ビジネスは「非言語」で動く/博報堂ブランドデザイン
心理学者の吉本武史氏は、勘を「身体的な経験やノウハウがありながら言語化できないもの」だと定義している。つまり、一見すると根拠がないように見えても、実際には非言語領域にたしかな根拠を持っているのだ。なぜだかわからないが胸騒ぎがしたり、この方針で進めるとおそらく失敗するだろうと感じたりするときには、無意識の部分で過去の経験や知識が探索され、無意識の部分で判断を下しているのである。 そこがわかると、経営者が直感や勘をことさら重要視するのにもうなずけるのではないか。
企業にはさまざまな事情が複雑に絡み合っているし、市場にもまたいくつもの要因が複合的に入り組んでいる。
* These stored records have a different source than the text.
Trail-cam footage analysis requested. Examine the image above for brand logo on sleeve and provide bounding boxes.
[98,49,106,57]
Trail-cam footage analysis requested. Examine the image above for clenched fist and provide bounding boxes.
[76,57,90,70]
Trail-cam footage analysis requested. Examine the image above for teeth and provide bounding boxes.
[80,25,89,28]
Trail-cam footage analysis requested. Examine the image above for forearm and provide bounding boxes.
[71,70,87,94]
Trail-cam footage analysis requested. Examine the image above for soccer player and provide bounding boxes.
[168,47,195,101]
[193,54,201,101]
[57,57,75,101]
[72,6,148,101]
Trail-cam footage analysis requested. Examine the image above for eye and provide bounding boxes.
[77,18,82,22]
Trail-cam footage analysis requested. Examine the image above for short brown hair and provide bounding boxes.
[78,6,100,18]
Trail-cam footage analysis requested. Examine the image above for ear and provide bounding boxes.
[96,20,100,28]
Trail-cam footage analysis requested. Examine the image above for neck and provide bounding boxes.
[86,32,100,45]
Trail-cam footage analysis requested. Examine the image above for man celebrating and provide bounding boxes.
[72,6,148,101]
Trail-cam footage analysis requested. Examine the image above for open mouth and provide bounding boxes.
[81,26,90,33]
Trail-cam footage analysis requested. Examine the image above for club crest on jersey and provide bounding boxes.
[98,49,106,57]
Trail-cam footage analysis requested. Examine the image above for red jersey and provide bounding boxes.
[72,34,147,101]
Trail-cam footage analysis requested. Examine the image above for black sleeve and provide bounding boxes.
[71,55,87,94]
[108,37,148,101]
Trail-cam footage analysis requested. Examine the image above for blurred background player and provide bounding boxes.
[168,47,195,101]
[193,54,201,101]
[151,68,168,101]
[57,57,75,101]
そのすべてを言語化し、論理的に分析して、合理的な判断を下すのはまず不可能に近い。
仕事柄、私は多くの企業の経営者と話をすることが多い。
また、そのために経営者の書いた本を読むことも多い。
そこで共通して言えることは「直感」や「勘」という一見、非合理的、非科学的なことを重視する人が多いということ。
経営が合理性を追求するものだとすると、明らかに矛盾しているように感じる。
ところが、最近はそのことにもある程度の合理性があるのではないかと思うようになってきた。
そもそも「直感」とか「勘」とはなんだろうか。
上記抜き書きによると「身体的な経験やノウハウがありながら言語化できないもの」だという。
つまり、言語化して説明することができないだけで、明確な理由や原因があるものということ。
非科学的でもないし、非合理的でもないのである。
ハーバードビジネススクールのザルトマン教授によれば、人間が言語化して意識できる情報は5パーセント、残りの95パーセントは言語化されない、と言われている。
つまり、人間は、どうして自分が行動したのか説明ができないことがほとんどであるということ。
では説明できないのは、何も原因や理由がないのか?
そうではない、ちゃんとした根拠があるのである。
ただ、言葉で説明できないだけ。
これが「直感」や「勘」の正体である。
だとしたら、もっと「直感」や「勘」を信じて大胆に行動してもいいのかも知れない。